Not a recovery but a relapse
The economy is certainly growing, with official GDP figures showing the fastest rate of growth since 2007. But this doesn’t mean most of us are getting better off. As the graph below shows, average real earnings – earnings after taking account of rising prices – have fallen and fallen again since 2010. This long, drawn out decline in most people’s living standards is unprecedented in recent history. You have to go back to the 1870s to find a similar period of decay.
Figure 1: Average real earnings growth 1979-2013
But something odd is happening. Even as most of us steadily getting poorer, consumer spending has been rising – which is what has been driving economic growth. We seem, collectively, to be buying more stuff with less money.
This is only possible for two reasons.
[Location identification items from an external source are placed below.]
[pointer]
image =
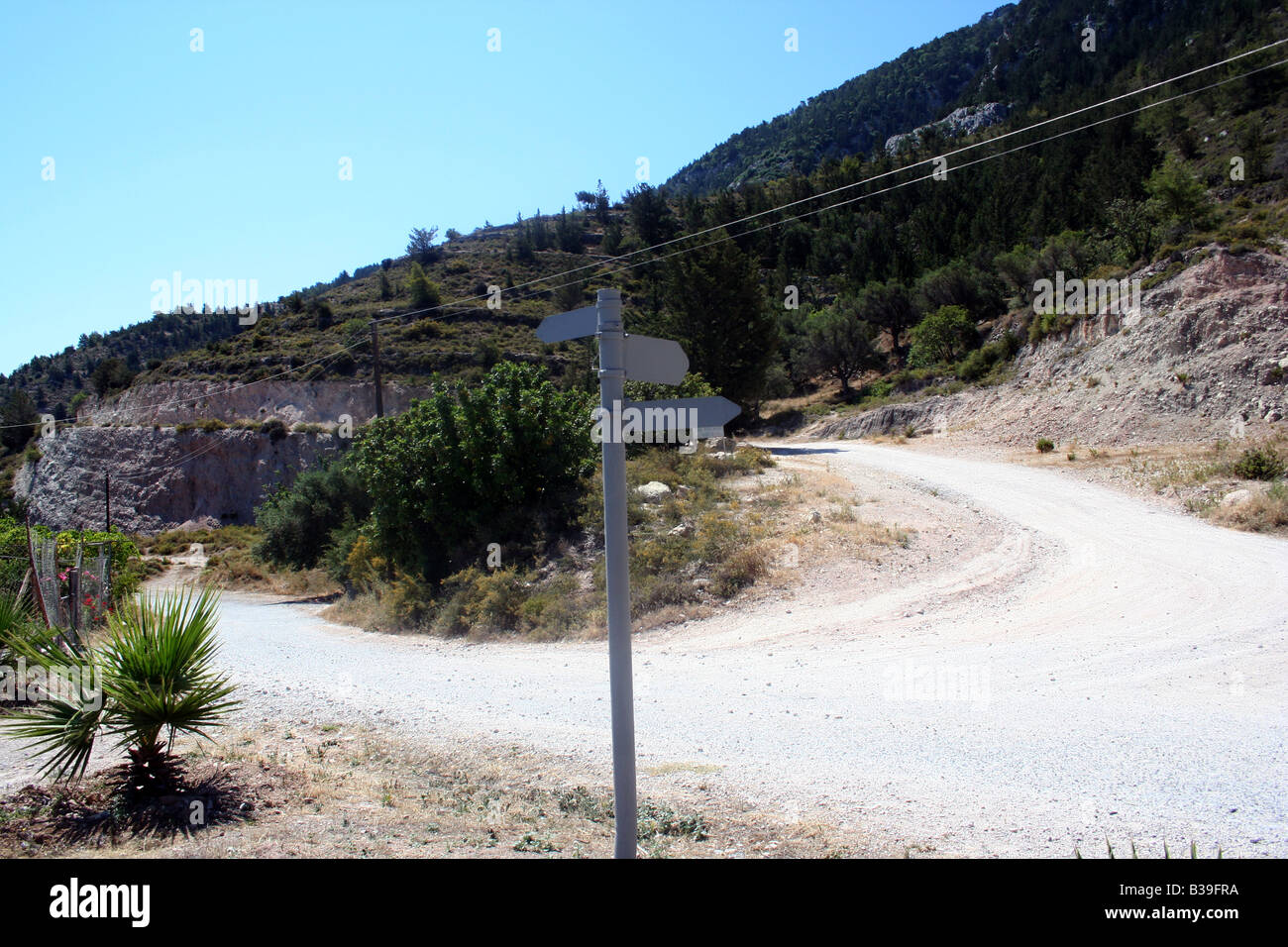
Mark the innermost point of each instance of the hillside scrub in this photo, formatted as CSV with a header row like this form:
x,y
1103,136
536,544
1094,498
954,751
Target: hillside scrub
x,y
128,570
695,547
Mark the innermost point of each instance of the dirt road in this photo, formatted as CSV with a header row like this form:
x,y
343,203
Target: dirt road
x,y
1089,667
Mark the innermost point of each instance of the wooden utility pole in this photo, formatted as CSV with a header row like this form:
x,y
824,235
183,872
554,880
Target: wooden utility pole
x,y
35,574
375,354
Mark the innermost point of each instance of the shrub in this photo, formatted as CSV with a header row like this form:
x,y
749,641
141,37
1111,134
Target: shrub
x,y
1260,464
944,335
300,522
494,462
984,360
274,428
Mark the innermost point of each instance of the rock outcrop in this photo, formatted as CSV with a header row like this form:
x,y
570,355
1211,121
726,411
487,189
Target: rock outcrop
x,y
318,402
1205,357
962,121
161,478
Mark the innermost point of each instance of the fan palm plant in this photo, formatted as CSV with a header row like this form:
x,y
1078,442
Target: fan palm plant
x,y
150,681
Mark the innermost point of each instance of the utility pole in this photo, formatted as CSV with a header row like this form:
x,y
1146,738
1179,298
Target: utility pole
x,y
640,359
612,377
375,354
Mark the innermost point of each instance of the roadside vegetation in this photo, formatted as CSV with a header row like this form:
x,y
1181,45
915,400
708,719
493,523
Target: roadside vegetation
x,y
1237,483
142,684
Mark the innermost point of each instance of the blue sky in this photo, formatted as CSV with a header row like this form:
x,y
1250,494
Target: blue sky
x,y
224,163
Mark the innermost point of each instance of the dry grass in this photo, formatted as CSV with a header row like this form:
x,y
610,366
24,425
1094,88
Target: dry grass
x,y
344,791
1263,512
1198,475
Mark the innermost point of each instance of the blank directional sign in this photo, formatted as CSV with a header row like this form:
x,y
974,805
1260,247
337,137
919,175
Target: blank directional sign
x,y
570,325
697,416
655,360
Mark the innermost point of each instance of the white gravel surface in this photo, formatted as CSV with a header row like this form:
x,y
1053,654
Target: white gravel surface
x,y
1096,668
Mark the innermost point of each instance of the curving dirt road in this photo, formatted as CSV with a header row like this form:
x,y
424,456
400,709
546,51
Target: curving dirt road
x,y
1086,667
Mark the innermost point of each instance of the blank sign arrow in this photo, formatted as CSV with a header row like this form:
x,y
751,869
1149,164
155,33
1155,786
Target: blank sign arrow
x,y
655,360
695,415
570,325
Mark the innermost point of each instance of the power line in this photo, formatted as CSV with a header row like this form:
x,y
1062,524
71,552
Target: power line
x,y
756,215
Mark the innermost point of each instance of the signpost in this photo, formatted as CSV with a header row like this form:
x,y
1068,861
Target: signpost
x,y
640,359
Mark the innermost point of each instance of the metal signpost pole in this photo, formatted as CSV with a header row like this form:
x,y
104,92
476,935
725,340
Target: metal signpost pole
x,y
642,359
612,375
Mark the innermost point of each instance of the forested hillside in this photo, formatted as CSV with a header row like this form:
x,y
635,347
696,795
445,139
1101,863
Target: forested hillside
x,y
1026,55
868,263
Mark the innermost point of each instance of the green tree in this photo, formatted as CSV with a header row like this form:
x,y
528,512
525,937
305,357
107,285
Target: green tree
x,y
111,375
299,522
649,213
1177,193
889,305
492,462
943,337
424,291
715,309
420,244
841,343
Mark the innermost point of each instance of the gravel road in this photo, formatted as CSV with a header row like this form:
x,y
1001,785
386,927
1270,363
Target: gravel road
x,y
1098,667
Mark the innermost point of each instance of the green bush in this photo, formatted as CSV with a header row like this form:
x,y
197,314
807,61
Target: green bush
x,y
1260,464
984,360
301,522
496,462
943,337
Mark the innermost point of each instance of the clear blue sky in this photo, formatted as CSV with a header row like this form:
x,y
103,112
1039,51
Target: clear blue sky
x,y
224,163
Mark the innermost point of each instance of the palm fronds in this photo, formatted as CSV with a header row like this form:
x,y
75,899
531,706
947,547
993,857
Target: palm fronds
x,y
153,680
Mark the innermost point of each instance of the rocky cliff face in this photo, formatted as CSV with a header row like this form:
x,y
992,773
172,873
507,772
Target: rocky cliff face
x,y
161,478
1205,357
318,402
958,123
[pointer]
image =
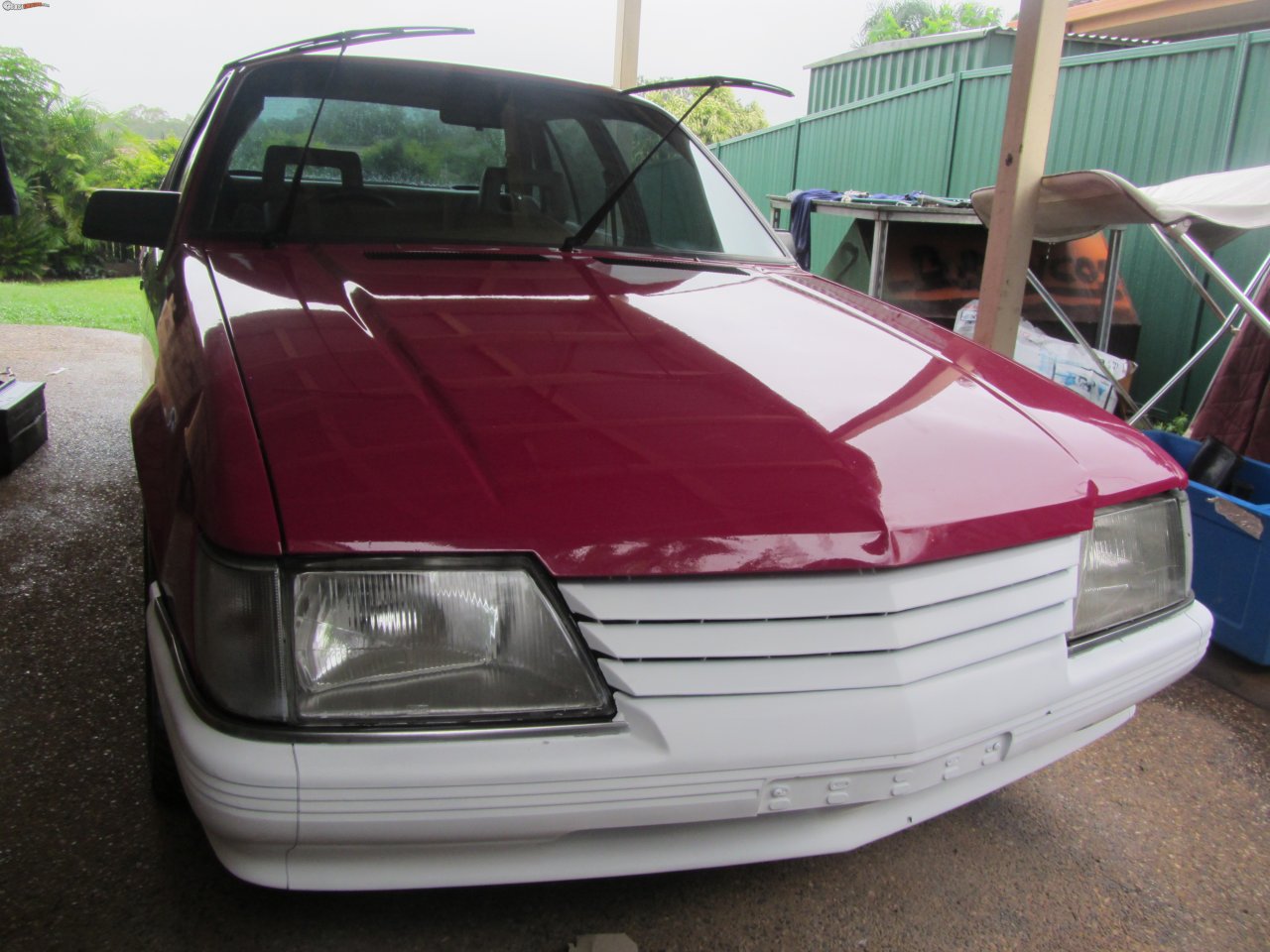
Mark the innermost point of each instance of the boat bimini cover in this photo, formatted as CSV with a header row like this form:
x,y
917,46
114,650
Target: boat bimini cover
x,y
1218,206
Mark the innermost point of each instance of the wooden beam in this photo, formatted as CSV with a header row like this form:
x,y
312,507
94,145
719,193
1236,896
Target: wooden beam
x,y
626,50
1024,144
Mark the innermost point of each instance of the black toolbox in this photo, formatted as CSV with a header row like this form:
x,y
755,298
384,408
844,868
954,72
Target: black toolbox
x,y
23,425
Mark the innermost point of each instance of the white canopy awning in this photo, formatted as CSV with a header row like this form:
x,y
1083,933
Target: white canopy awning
x,y
1219,206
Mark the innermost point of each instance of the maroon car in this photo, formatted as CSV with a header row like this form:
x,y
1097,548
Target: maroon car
x,y
517,509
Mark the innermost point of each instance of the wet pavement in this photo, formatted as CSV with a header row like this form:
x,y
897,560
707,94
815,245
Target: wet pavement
x,y
1155,838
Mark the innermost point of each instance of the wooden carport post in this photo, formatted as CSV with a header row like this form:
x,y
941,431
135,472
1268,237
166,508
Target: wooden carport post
x,y
1024,144
626,50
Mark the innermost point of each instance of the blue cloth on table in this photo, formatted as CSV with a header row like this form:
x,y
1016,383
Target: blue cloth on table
x,y
801,221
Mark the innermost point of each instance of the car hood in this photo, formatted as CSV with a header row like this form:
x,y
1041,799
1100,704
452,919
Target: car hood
x,y
625,416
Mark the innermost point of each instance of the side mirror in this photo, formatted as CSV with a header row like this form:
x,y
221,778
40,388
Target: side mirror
x,y
131,216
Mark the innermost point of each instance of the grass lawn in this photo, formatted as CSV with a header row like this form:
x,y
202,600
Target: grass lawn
x,y
111,303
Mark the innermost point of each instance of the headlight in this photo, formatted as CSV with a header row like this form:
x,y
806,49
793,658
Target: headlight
x,y
1134,562
389,643
445,644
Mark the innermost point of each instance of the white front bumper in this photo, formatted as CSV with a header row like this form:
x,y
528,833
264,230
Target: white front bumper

First - we aren't collectively consuming. Earnings are becoming more unevenly distributed. Of those new private-sector jobs Osborne likes to boast about, four out of five are in parts of the economy that pay generally low wages – like retail and catering. And an astonishing 80% of jobs created since 2010 are in London. Rising consumption by a few richer people could sustain this.
Second, borrowing is being used to make good the difference. In most recent figures from the Bank of England, there has been a sustained increase in borrowing by households over the last year. I’ve overlaid this graph with a line showing retail spending, just to stress the point.
Figure 2: Unsecured lending and retail sales 2007-2013
This looks very much like the early stages not of a genuine recovery, but a relapse into dangerous habits from the early 2000s. Real earnings are shrinking, but economic growth is being sustained by an increase in borrowing.
There’s nothing resilient about this. It’s a repeat of exactly the conditions that led to the crash. No wonder the polls are reporting such public cynicism. And no wonder so few people think their own situation is getting any better.
A break with the past
Today's budget will likely all be about the details - changes to personal tax allowances, tweaks to the VAT system. But for this to become a genuine recovery, we need to think bigger - we need a break with the past.
Stronger protections for those at work, like a mandatory living wage and more assertive trade unions would help shift the balance of economic power in favour of labour. That would provide real increases in living standards, not the mirage of debt-fuelled consumption. And to make sure work is created, we need investment to take place. UK companies, large ones especially, are sitting on cash deposits of some £750bn, but their investment spending has fallen and fallen as a share of GDP. Cutting corporation tax is clearly not persuading them to spend, so a more assertive approach is needed: threatening to tax their deposits, for instance, or taking a greater share of their profits.
George Osborne himself has acknowledged that his recovery is ‘unbalanced’ and ‘not secure’. But looking beyond the single measure of GDP we can see this is an understatement. Our report reveals serious underlying problems in the British economy that must be addressed.
Radical economist James Meadway has been an important critic of austerity economics and at the forefront of efforts to promulgate an alternative. James is co-author of Crisis in the Eurozone (2012) and Marx for Today (2014).